Identifieur interne : 000A37 ( PubMed/Curation ); précédent : 000A36; suivant : 000A38

[Transcatheter cryoablation of tachycardia: principles and indications].

Auteurs : P. Defaye [France]

Source :

RBID : pubmed:20627479

English descriptors

Abstract

Cryoablation is used for definitive treatment of arrhythmias by catheter after a 4 min application of a -70 degrees C temperature. There are three main indications of this technique: (1) the treatment for intranodal tachycardia is commonly performed using cryoablation. Success rates are high with no atrio-ventricular block (AVB) risk, (2) the ablation of atrioventricular accessory pathways (Wolf Parkinson-White syndrome), close to His-bundle has a high success rate; the use of a cryo focal catheter avoid AVB risk, (3) the ablation of pulmonary vein potentials with a cryo-balloon in the left atrium for atrial fibrillation.
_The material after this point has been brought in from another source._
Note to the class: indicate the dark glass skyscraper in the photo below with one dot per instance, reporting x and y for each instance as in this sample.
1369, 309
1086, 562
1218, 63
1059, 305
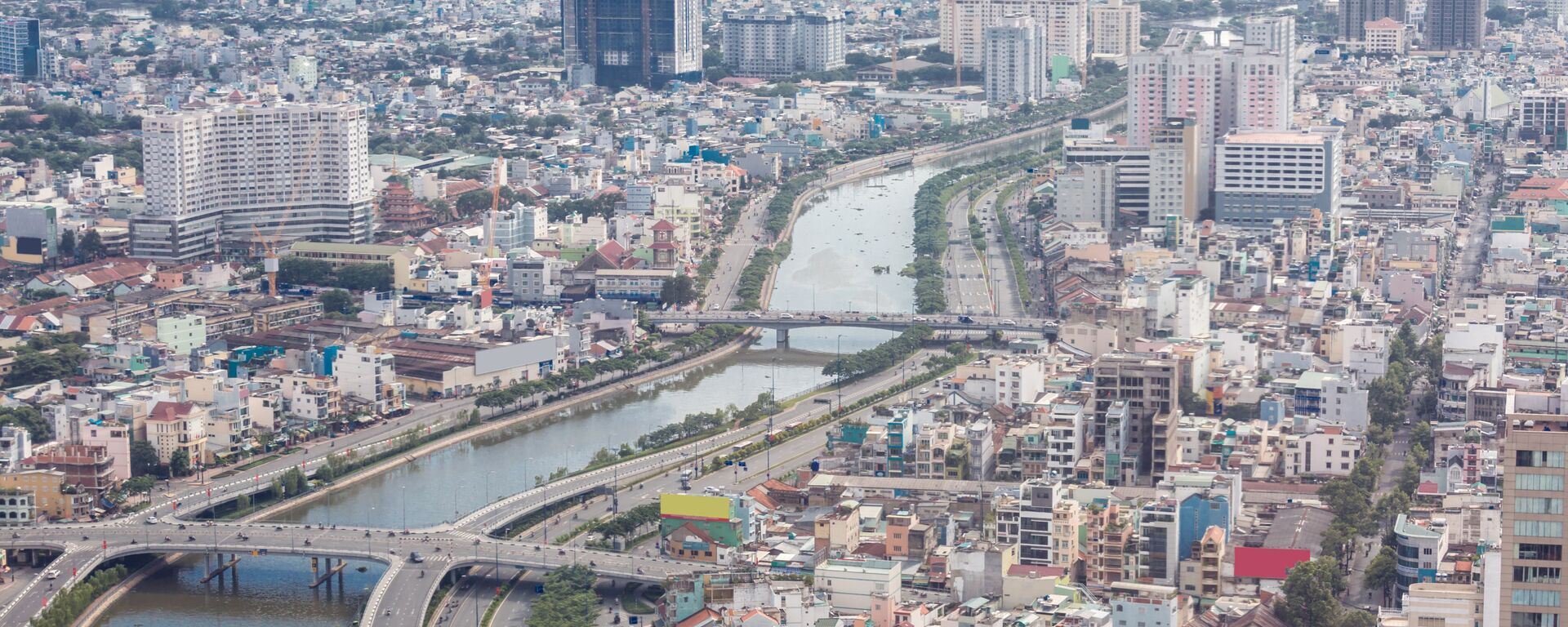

The success rate is high, similar to that achieved with radiofrequency ablation. The cryoballoon procedure is easier to perform because ablation is done in a single step, with a circular application and not point by point. It is well tolerated because it is less painful. There is no risk of pulmonary vein stenosis or esophagus injury. It is less thrombogenic.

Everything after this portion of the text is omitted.